Saturday, January 1

In June

Listen to this while you read:









When I was in high school, I didn't mind the new year. The only thing I never liked was when I had to write the dates on the top right corner of my homework assignments. Oh, the frustration when I had to erase one number, from 2008 into 2009, and then accidentally erasing part of my name so that it became Isaac Middlesmudge.


I want to do music my whole life and nothing else.

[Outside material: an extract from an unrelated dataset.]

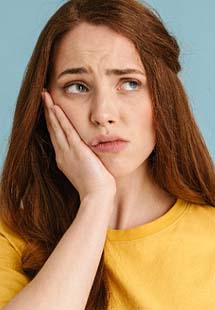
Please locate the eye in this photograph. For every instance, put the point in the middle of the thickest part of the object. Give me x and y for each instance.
(131, 85)
(75, 88)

Tonight, I was laboring over a song and I hit a rough point. Nothing was coming together and it just sounded awful. My harmonies were always flat and my pronunciation was just boring. I was fed up with the whole thing that I just shut my computer and sat, staring at a wall. I guess you could call that pouting. But it was then that I realized: my music isn't striking. It's noob music. It's home-grown, imperfect music. Sure, it's significant to me, because I make it. It's significant to my friends because of just that, I'm their friend. However, to the world at large? My music is the music that someone would accidentally find and pass over because it simply isn't striking enough. My voice isn't clean. My guitar picking is ambiguous. My lyrics follow the same basic patterns, usually pointing out some flaw in the world or myself and woe-ing over it for a couple lines. I follow the verse-verse-chorus trend, and my pronunciation is generic while my tone is sometimes either flat or sharp or too bright or too mellow. As far as music quality, I give myself an honest C-. Below average. At the point I'm at right now, there honestly is no hope for me for a future in the music industry.

However.

I'm eighteen. I have zits (I don't know what that has to do with anything), I'm in college (it's such a distraction). I'm young and haven't been able to explore my full potential. Sure, the songs I make now may not be much. But they're a start. At least that's how I look at them. A start.
And I guess music isn't about being the next Jeremy Larson or Priscilla Ahn or Owl City or whoever. But music is sort of all I have. I see no future in English and I don't think I was meant for Musical Theater. The only place I feel at home is behind music. Call that a tragedy, if you must. But at least for now, I think I'm decided. I want music.

And I guess now would be an appropriate time to announce to the world:
I'm officially recording an album this June. At least that's the plan for now. Me and a good buddy o' mine (Evan van Kirk) who will produce me. Hopefully, we'll have a materialized musical product by the end of June. If nothing else, I have something to call my own that I'll be happy with. I think after that I'll make a pilgrimage down to San Diego and play on street corners and sell my cds to the masses. I have a couple ideas for songs. Any suggestions?